What Belgium can do is implement policies to offset the damage at home — and that will require sufficient funding, disciplined use of limited resources, genuine willingness to cooperate across its many communities, and the political willpower to make it all happen. None of those are guaranteed in a state as fractured as this one.
Until the costs of doing illicit business far outweigh the rewards, the crossroads of Europe will remain the crossroads of organized crime. The hope, for the eleven-year-old behind that garage door and for the children being pulled into the trade, is that Belgium gets a grip on its gang problem before it is too late.
Simon Whistler
Simon Whistler is one of YouTube's most prolific educational creators. HomeFronts is his deep dive into geopolitics, modern conflict, military history, and the civilian and societal dimensions of global events.
Frequently Asked Questions
Why has Belgium become a hub for organized crime? Belgium sits at the center of Europe’s wealthiest markets — surrounded by France, Germany, the Netherlands, Luxembourg, and the United Kingdom — and is home to Antwerp, the continent’s second-largest and most inland port. That combination of rich consumer demand and a colossal shipping gateway makes it irresistible to traffickers.
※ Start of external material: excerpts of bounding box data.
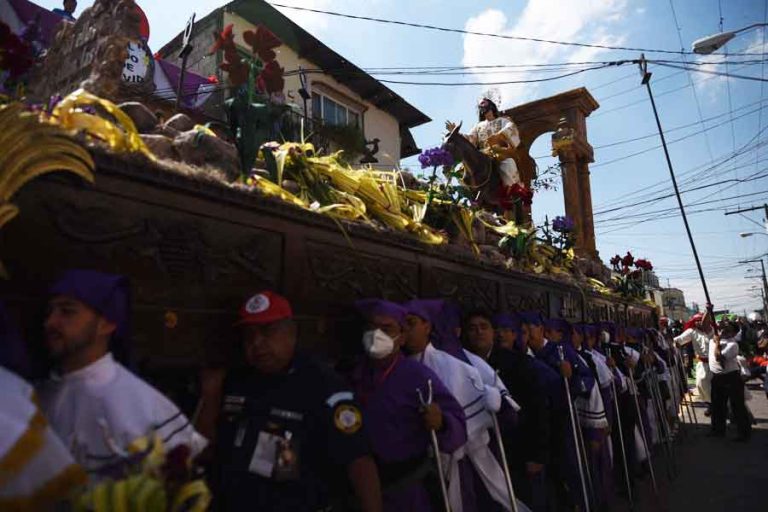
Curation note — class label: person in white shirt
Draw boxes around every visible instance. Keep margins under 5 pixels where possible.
[38,270,207,483]
[0,302,86,511]
[674,313,712,416]
[403,300,529,512]
[709,321,752,441]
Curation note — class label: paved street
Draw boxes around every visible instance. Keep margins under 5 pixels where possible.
[611,381,768,512]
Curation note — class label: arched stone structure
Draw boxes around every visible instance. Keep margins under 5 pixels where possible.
[504,87,600,258]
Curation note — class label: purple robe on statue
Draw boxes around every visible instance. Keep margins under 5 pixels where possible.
[352,355,467,512]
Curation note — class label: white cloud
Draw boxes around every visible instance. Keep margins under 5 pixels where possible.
[463,0,627,108]
[672,276,761,314]
[691,29,768,103]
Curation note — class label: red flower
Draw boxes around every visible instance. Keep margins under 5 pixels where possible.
[208,23,235,55]
[219,60,248,87]
[509,183,533,205]
[635,258,653,270]
[256,60,285,94]
[243,25,283,63]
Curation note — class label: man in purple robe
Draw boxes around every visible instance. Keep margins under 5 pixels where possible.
[351,299,467,512]
[462,310,551,511]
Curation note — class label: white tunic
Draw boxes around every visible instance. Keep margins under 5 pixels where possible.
[675,329,712,402]
[468,116,520,187]
[39,354,207,471]
[709,331,741,374]
[411,344,526,512]
[0,366,85,510]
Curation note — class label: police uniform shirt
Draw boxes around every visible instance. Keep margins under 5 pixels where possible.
[218,354,369,512]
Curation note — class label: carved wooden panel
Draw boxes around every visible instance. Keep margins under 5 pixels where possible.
[306,240,419,303]
[502,282,549,315]
[422,267,499,311]
[555,293,582,322]
[585,300,616,322]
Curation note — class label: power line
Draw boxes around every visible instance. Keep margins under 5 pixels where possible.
[591,103,762,169]
[648,61,768,82]
[602,122,768,207]
[268,0,754,56]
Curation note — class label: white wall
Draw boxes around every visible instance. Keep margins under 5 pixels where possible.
[224,12,400,169]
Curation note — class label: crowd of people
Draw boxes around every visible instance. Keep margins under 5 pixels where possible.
[0,270,751,512]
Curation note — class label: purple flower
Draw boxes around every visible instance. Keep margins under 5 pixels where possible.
[419,148,454,169]
[552,215,575,233]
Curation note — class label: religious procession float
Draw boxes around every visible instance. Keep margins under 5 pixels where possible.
[0,0,653,362]
[0,0,654,504]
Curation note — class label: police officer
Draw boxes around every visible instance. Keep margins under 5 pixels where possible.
[216,291,382,512]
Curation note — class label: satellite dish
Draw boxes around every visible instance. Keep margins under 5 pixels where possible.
[136,4,149,41]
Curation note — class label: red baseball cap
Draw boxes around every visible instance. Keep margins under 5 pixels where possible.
[235,290,293,325]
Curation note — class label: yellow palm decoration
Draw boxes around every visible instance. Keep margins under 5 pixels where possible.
[0,102,94,277]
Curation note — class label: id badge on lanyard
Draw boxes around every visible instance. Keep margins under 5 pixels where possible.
[248,431,300,481]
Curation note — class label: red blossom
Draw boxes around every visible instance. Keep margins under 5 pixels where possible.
[635,258,653,270]
[509,183,533,205]
[219,60,248,87]
[256,60,285,94]
[243,25,282,63]
[208,23,235,55]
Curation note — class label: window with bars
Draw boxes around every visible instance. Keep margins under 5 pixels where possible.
[312,92,360,128]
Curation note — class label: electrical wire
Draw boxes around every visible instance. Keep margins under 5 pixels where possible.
[268,0,754,55]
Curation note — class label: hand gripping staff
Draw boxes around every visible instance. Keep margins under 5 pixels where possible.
[645,347,677,478]
[416,379,451,512]
[557,346,590,512]
[611,371,635,510]
[621,354,659,496]
[496,372,518,512]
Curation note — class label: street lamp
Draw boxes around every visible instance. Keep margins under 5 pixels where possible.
[692,23,768,55]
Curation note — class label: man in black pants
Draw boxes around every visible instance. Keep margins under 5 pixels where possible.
[709,322,752,442]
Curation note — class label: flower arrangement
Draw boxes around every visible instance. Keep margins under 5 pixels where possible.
[610,251,653,299]
[209,24,287,176]
[71,434,211,512]
[0,21,37,96]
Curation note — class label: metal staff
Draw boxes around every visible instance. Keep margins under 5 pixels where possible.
[611,372,635,510]
[676,353,699,425]
[649,351,676,477]
[557,346,590,512]
[627,360,659,496]
[488,373,517,512]
[574,396,596,503]
[416,379,451,512]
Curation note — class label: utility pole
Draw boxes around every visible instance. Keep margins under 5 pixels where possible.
[638,54,717,318]
[739,258,768,318]
[176,12,195,111]
[725,203,768,231]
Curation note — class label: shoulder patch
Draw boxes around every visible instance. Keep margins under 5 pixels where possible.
[333,404,363,434]
[325,391,355,407]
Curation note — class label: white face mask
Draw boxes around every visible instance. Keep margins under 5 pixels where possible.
[363,329,399,359]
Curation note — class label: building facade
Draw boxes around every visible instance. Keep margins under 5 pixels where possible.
[661,288,691,322]
[159,0,430,169]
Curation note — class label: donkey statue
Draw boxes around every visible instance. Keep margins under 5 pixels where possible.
[442,123,502,213]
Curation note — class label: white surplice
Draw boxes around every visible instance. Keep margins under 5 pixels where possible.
[412,344,528,512]
[38,354,207,471]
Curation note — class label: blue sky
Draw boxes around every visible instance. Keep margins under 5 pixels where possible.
[39,0,768,312]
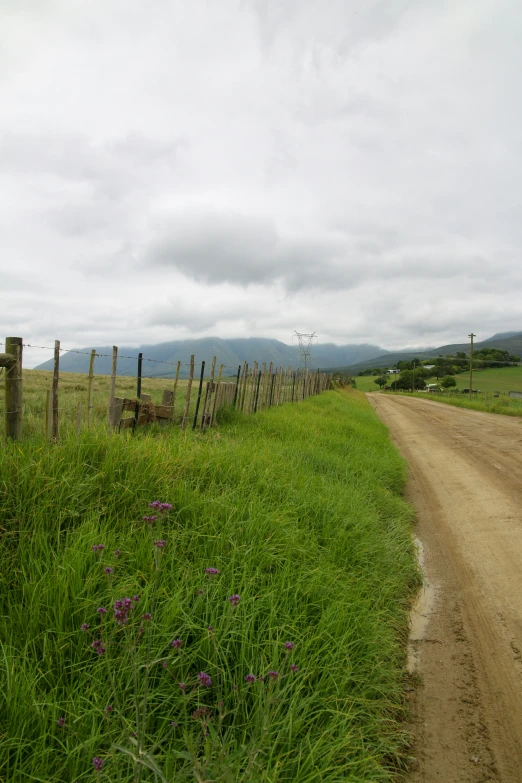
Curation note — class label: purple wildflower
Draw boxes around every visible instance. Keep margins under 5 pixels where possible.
[198,672,212,688]
[91,639,107,655]
[149,500,172,513]
[192,707,212,720]
[113,598,134,625]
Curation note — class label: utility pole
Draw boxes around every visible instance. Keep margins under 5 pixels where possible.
[468,332,477,400]
[294,331,316,370]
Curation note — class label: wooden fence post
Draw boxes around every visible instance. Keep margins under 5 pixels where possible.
[210,364,223,427]
[87,348,96,430]
[201,356,216,430]
[232,365,241,408]
[172,360,181,426]
[0,337,23,440]
[52,340,60,440]
[132,353,143,432]
[45,389,53,440]
[192,362,205,430]
[107,345,120,432]
[181,354,194,430]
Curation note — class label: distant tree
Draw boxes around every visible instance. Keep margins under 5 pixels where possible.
[392,370,426,391]
[440,375,457,389]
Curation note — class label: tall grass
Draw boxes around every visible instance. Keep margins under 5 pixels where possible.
[0,391,418,783]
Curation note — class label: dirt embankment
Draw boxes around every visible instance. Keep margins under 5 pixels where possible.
[368,394,522,783]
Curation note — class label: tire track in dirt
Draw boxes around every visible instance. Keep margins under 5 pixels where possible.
[368,393,522,783]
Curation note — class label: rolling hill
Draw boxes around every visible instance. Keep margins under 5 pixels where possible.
[329,332,522,375]
[35,337,384,377]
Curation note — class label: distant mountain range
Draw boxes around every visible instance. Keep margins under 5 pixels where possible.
[36,331,522,378]
[329,332,522,375]
[35,337,384,378]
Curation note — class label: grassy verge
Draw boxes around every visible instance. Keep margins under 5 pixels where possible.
[0,391,418,783]
[390,392,522,416]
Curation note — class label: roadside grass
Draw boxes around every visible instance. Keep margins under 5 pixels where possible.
[0,369,240,438]
[0,391,419,783]
[355,365,522,394]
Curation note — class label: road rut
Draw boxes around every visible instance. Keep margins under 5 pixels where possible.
[368,393,522,783]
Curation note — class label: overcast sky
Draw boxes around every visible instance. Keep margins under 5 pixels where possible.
[0,0,522,366]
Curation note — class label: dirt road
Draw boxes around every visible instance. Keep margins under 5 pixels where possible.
[368,393,522,783]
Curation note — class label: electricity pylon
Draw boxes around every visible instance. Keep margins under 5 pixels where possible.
[294,331,316,369]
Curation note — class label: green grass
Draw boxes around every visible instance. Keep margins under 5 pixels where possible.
[0,391,418,783]
[355,365,522,394]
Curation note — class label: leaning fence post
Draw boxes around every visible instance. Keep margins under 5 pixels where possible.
[107,345,119,432]
[132,353,143,432]
[0,337,23,440]
[201,356,216,430]
[76,400,82,437]
[172,360,181,426]
[192,362,205,430]
[232,365,241,408]
[52,340,60,440]
[45,389,53,440]
[181,354,194,430]
[210,364,223,427]
[87,348,96,429]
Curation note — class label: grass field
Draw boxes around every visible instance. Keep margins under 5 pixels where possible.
[0,391,418,783]
[0,370,235,437]
[355,366,522,394]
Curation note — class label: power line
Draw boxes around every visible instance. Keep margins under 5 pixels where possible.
[294,330,316,369]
Why is the Port of Antwerp so central to the cocaine trade? The volume of legitimate cargo moving through Antwerp makes it physically impossible to inspect most containers. Before 2021, only about one in every 42 containers was scanned — under 2.4 percent — and criminals learned to exploit port insiders and pre-pack containers to slip cocaine through undetected.
How much cocaine moves through Antwerp? Seizures rose from nearly 90 tons in 2021 to 110 tons in 2022 and 116 tons in 2023 — roughly three times what American customs intercepted in the same period. Antwerp accounted for 40 percent of all cocaine findings in Europe in 2023, and those figures reflect only the shipments that were caught.
Did falling seizures in 2024 mean the problem is improving? Not necessarily. Belgian customs intercepted only 44 tons in 2024, about a third of the previous year’s total. But officials warn that smaller, more frequent shipments are harder to detect, and an Antwerp judge described “extensive mafia-like structures” transforming Belgium into a narco-state — suggesting the gangs are adapting, not retreating.
Why are criminal groups recruiting children? Gangs outsource violence and drug work to young people to put distance between the leaders who matter and the crimes being committed, shielding themselves from prosecution. Children as young as twelve serve as dealers, couriers, lookouts, and more, with unaccompanied North African and Afghan minors among those most heavily targeted and coerced.
Is Belgium actually dangerous for ordinary visitors? By global standards, no. Belgium recorded 1.38 homicides per 100,000 people in 2023 — far below the United States’ 6.8, and a fraction of rates in Brazil or Mexico. Violence is rising by Belgium’s own historical standards, but the country remains comparatively safe, including for tourists.
Why is Belgium’s political system an obstacle to fighting crime? Belgium’s highly decentralized federal structure splits power among the federal government, three Communities, and three Regions, each guarding its own authority. Consensus is hard to reach — the country once went 541 days without a federal government — and caretaker administrations cannot make new policy, leaving the state slow to respond to a fast-moving crime wave.
Why can’t Belgium simply extradite the traffickers who flee abroad? Major figures often shelter in countries that resist cooperation. The UAE has released traffickers like Edin “Tito” Gacanin within months and is accused of ignoring extradition requests, while Turkey’s citizenship-by-investment scheme lets criminals buy protection from extradition. With much of the network operating overseas, Belgium’s reach is limited.